The second speaker at the Oxford engagement day was Dr Sonam Gurung, currently a postdoctoral researcher at UCL, who spoke about her research into using mRNA to treat genetic disorders such as urea cycle disorders. Using mRNA instead of viral vectors offers several pathological and clinical advantages. It allows for rapid therapeutic action, as mRNA can be quickly modified and translated, and it can also code for larger proteins. From a therapeutic perspective, there is a reduced risk of immune rejection and, because mRNA does not integrate into the host genome, it does not cause permanent genetic changes, giving patients greater autonomy and fewer long-term consequences.
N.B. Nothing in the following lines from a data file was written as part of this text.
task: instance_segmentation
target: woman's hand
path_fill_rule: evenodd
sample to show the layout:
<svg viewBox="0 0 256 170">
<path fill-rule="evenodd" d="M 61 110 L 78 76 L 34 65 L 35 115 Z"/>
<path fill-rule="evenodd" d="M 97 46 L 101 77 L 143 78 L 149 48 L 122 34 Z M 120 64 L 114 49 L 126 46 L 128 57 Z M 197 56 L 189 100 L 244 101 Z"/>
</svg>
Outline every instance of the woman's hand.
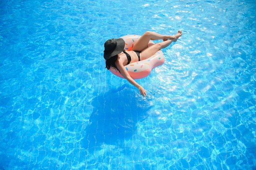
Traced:
<svg viewBox="0 0 256 170">
<path fill-rule="evenodd" d="M 144 96 L 144 97 L 146 97 L 147 96 L 147 93 L 146 92 L 146 90 L 145 89 L 142 87 L 140 86 L 139 87 L 139 92 L 141 94 L 141 95 Z"/>
</svg>

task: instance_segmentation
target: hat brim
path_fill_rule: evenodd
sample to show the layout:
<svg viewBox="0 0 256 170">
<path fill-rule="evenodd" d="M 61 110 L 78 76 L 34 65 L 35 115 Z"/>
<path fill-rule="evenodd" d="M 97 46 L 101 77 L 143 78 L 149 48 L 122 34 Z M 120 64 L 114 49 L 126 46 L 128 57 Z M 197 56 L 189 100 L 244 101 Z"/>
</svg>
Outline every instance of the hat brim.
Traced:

The treatment is administered by packaging mRNA into delivery systems and introducing it intravenously. These systems travel through the bloodstream to reach target cells, where they are taken up via endocytosis and release their contents inside the cell. Key delivery systems include lipid nanoparticles (LNPs) and exosomes, both of which contribute to the reduced risk of immune response. In LNPs, the lipid bilayer surrounding the mRNA is composed of molecules that are designed to be biocompatible. Similarly, exosomes, which are derived from mammalian cells, exhibit high biocompatibility and low immunogenicity.
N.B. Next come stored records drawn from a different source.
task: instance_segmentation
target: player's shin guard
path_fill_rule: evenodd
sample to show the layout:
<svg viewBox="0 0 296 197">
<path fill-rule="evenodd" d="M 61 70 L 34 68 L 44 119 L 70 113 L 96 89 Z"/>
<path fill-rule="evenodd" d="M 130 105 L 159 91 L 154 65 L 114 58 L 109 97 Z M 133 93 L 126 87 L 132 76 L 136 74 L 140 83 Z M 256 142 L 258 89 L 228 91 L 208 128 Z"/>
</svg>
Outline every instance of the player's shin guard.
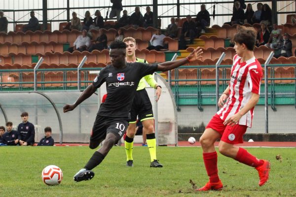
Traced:
<svg viewBox="0 0 296 197">
<path fill-rule="evenodd" d="M 126 153 L 126 161 L 133 160 L 133 147 L 134 146 L 134 138 L 131 138 L 127 135 L 124 140 L 125 153 Z"/>
<path fill-rule="evenodd" d="M 217 183 L 220 181 L 217 167 L 218 156 L 217 152 L 204 153 L 203 157 L 210 182 Z"/>
<path fill-rule="evenodd" d="M 263 163 L 263 160 L 259 160 L 242 148 L 239 148 L 234 159 L 241 163 L 254 167 L 262 165 Z"/>
<path fill-rule="evenodd" d="M 90 170 L 94 168 L 97 165 L 99 165 L 105 158 L 105 156 L 101 153 L 98 151 L 95 152 L 89 161 L 84 166 L 84 168 L 88 170 Z"/>
<path fill-rule="evenodd" d="M 147 134 L 147 146 L 149 148 L 151 162 L 156 160 L 156 139 L 155 133 Z"/>
</svg>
Dr Gurung then discussed the preclinical research required before clinical testing and eventual therapeutic use. A brick in the wall of this arduous process involved the use of a knockout mouse model, which we learnt about in A Level Biology. A specific gene associated with urea cycle disorder (the ASL gene) is deliberately inactivated or “knocked out.” This allows researchers to replicate the disease phenotype in mice and assess whether the mRNA therapy can successfully restore the missing protein function to alleviate symptoms.
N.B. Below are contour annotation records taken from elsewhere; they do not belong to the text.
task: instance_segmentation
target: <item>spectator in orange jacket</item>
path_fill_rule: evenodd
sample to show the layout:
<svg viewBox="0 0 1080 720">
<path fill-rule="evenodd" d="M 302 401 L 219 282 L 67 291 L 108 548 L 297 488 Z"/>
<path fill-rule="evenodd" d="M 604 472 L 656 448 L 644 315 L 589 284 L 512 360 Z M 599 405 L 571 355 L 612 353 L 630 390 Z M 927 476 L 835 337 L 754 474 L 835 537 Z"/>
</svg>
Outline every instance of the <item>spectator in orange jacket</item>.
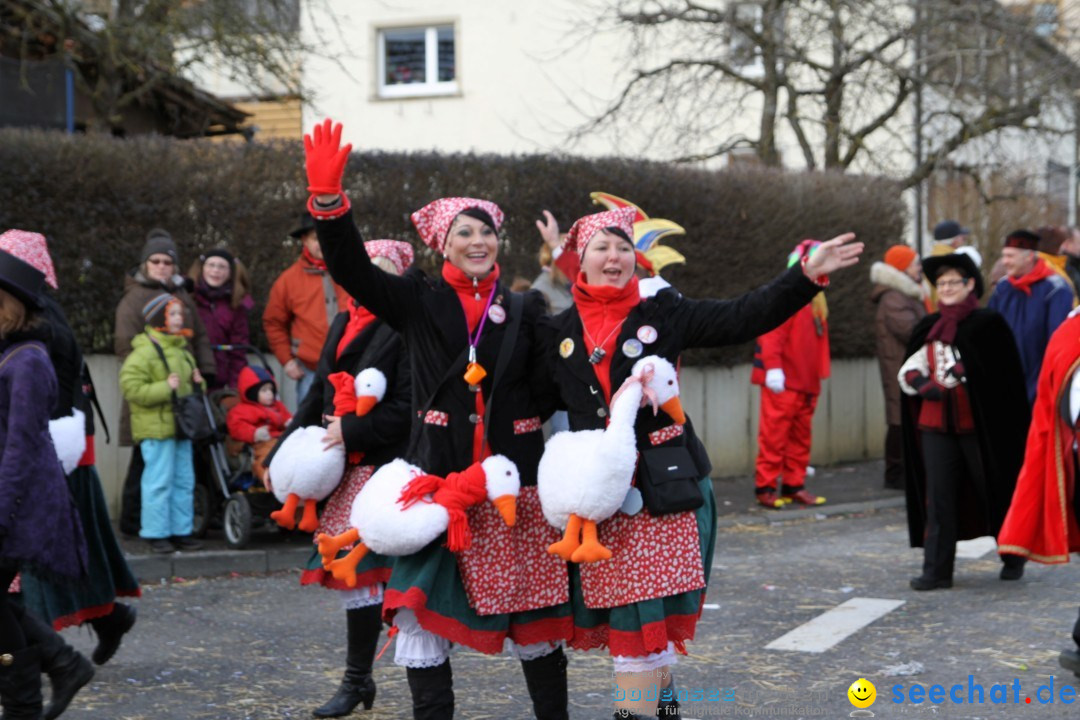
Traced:
<svg viewBox="0 0 1080 720">
<path fill-rule="evenodd" d="M 262 460 L 273 448 L 274 438 L 285 432 L 293 413 L 278 399 L 278 385 L 266 368 L 245 367 L 240 371 L 237 389 L 240 402 L 229 409 L 225 423 L 233 439 L 252 446 L 255 453 L 252 472 L 261 479 Z"/>
<path fill-rule="evenodd" d="M 819 245 L 815 240 L 799 243 L 788 256 L 788 267 L 801 262 Z M 761 385 L 754 491 L 766 507 L 779 508 L 793 501 L 804 505 L 825 502 L 806 489 L 806 475 L 811 421 L 828 370 L 828 307 L 825 295 L 819 293 L 783 325 L 758 338 L 754 351 L 751 382 Z"/>
<path fill-rule="evenodd" d="M 270 288 L 270 299 L 262 312 L 262 328 L 270 351 L 282 364 L 285 375 L 296 381 L 296 402 L 299 403 L 315 378 L 315 366 L 330 322 L 339 310 L 349 307 L 349 295 L 326 272 L 314 219 L 305 213 L 300 216 L 300 225 L 288 234 L 299 240 L 303 249 Z"/>
</svg>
Finally, Dr Gurung highlighted some of the challenges associated with this delivery mechanism, including the fact that only a small proportion of administered mRNA (around 5%) is successfully released into cells. She also discussed the implications of repeated treatments, such as potential side effects, immune responses, variability in patient compatibility and complications arising from long-term administration.